The fighting on Westerplatte would be memorable for two reasons: the Great War-like trench fight between Henningsen and his company, and the roughly equal Polish defenders, a grinding fight made worse by the increasingly cratered landscape, and the cause of that cratering. The Königsberg fired off its entire main battery load, but remained in the channel to block escaping Polish shipping and to coordinate the naval aviators who plunged in seemingly hourly to deliver their ordnance to the island. One of these aviators, Leutnant (best. z. S.) Hans-Ulrich Rudel, was credited with destroying the entrenched mortar pit near noon on the first day of bombardment, earning the Iron Cross First Class for his actions, the only naval aviator to receive this distinction. The landing company fought for a week under these conditions, until they were reinforced by the advancing forces of Generalfeldmarschall von Bock. Bock silently reviewed the Westerplatte survivors, taking an hour from the advance toward Warsaw.
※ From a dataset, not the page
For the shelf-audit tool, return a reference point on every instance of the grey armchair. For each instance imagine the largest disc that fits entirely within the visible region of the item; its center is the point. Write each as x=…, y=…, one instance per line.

He said nothing to Henningsen or any of his subordinates, but they found themselves bundled on a train back into Germany, the so-called "Iron Cross Express," for a well-deserved rest at Kiel. Henningsen's surviving men were awarded the Iron Cross, Second Class, and the forty-two dead and twenty-five survivors, including Henningsen, the First Class.

Westerplatte_Sucharski_sabre.jpg

On the Polish side, the "heroes of Westerplatte," who had broadcast their continued resistance at dawn of each day of fighting, became a legend, like the men of Masada, Rorke's Drift, or the Alamo. Even their German opponents recognized that both sides had been trapped in the unusual position of standing astride each other's supply lines, and in to-the-death fighting, the Poles had given as good as they had gotten. General Eberhardt, the Reichsheer general who finally broke through the land bridge, and whose arrival signaled the end of the battle, allowed the Polish commander, Major Sucharski, all of the honors feasible, including house-arrest accommodation in Danzig itself as his men were marched into Germany proper for internment.

Perhaps most astounding was that the presence of the Königsberg in the channel prevented the Poles at the Hel naval base from evacuating, and that in the rapid German advance, the order to scuttle the meager Polish navy was never given. The Germans found themselves the owners of a new squadron of British-built destroyers and minelayers. In contrast to the heroic tooth-and-nail fight at Westerplatte, the naval base at Hel fell virtually intact with only minor resistance, too shocked to hold their easily defensible position. Bock and the King in Prussia's marshal, Generalfeldmarschall (Preuss.) von Blomberg, met symbolically at the border of the Corridor and East Prussia, then wheeled south to close the jaws around Warsaw.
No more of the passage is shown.